DevOps is not build-in-place development or rapid prototyping. It’s not agile, and it’s not a role or a job title. It’s not a separate team or a special tool. It’s not just automation and there’s not just one way to do it effectively. It’s a rapid, customized approach to software development with minimum resources, maximum quality, and unification of development and operations for strategic mission fulfillment.
DevOps requires a culture of real-time collaboration among every group in an organization. It’s fast, and produces frequent deployments to production; if it’s slow, it’s not being done correctly. DevOps challenges distributed, status quo software development. It is different, and it requires time, funding, training, testing, communication, collaboration and buy-in but the benefits far outweigh the costs.
There isn’t a single approach to DevOps that’s universally successful, but there are a few core elements that every organization needs to consider:
Communicate to gain commitment: DevOps represents a fundamental shift in the way developers and end-users operate. Just like any potentially high-impact, organizationwide change, there’s a significant chance it will be met with resistance. Prepare for the tough questions and anticipate who in your organization will fight it the hardest. Often, if you can win them over first, the rest of your organization will follow. Build a vision that everyone can understand and see where they benefit. Be as transparent as possible and eliminate barriers to communication; let everyone involved know how critical it is to have 100 percent commitment across the enterprise. If only four out of five groups commit, it’s still not going to be a success—no amount of technology can overcome a lack of commitment.
Break the rules: This isn’t necessarily an endorsement for asking forgiveness over permission, but a few maverick innovators can help make the case for why an organization should pursue DevOps. Instead of trying to transform your organization’s development mindset overnight, identify the developers and departments within your organization that can help you build a success story. Start small, and limit your DevOps pilot to something small (e.g., hot fixes only), and collect metrics. In time, once others in your organization see the benefits (and lack of outages), you’ll earn the trust and confidence necessary to make DevOps a success on a larger scale.
Automate: More rapid and frequent deployments require more rapid and frequent testing. To keep up, it’s best to leverage automated testing. With a manual approach, testing is typically reserved for the end of development. With DevOps, testing occurs throughout development to ensure consistent quality. Automated testing is continuous, but just as 100 percent commitment is required for DevOps generally, it’s also needed when it comes to testing because it’s a shared responsibility across your organization and individual departments.

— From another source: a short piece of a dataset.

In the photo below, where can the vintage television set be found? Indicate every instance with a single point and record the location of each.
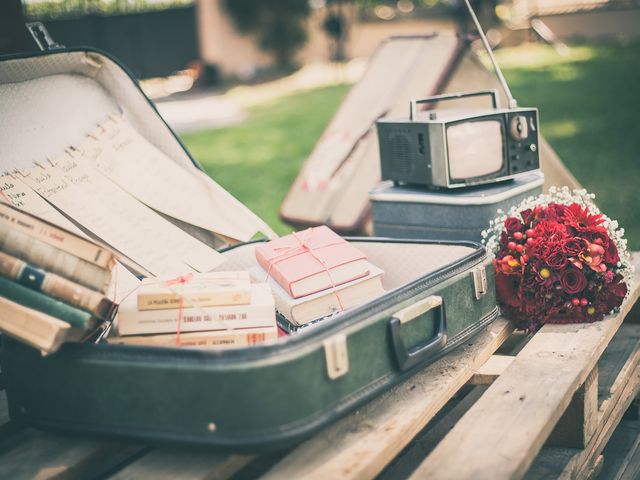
(456, 148)
(448, 149)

Remember security and choose your tools carefully: With a constant stream of headlines about the latest cyber breaches, it’s become a little harder nowadays to ignore security, but not impossible. There’s a wide variety of DevOps tools available, many of which can help to raise your security profile, but it’s important to also determine what you need your tools to do for you. From code and container creation to infrastructure and process monitoring, there’s a host of self-proclaimed DevOps tools available for purchase. Be sure the tools can do what you need them to, ensure they are secure, and verify that they will function properly in your environments.
Realize DevOps is part of the whole: While DevOps can certainly bring a variety of benefits to an organization—from a shorter development cycle and reduced errors, to increased uptime and reliability—it’s important to realize that it’s really a philosophy and only part of a greater IT solution. Implemented correctly, and coupled with other IT solutions and processes, organizations can realize even more benefits.
DevOps isn’t just about development and operations. It’s really more like DevAutoCommSecOps, but that’s a mouthful, even in the federal space. There are a number of definitions of what DevOps is, but what really matters is understanding what it can do for your organization. With the investment of time, the allocation of certain “rogue” resources, and steadily earned buy-in across the enterprise, federal organizations have the opportunity to considerably reduce their deployment times, and increase the engagement and satisfaction of end users while also significantly increasing their security posture.
According to the 2016 State of DevOps Report, high-performing DevOps organizations deploy 200 times more frequently, have higher employee loyalty, and spend 22 percent less on unplanned work and rework. Those benefits reflect what a mature DevOps organization can expect. Those just starting to adopt DevOps can achieve similar results, but it will take time and total commitment.
Colby Proffitt is a senior analyst at NetCentrics.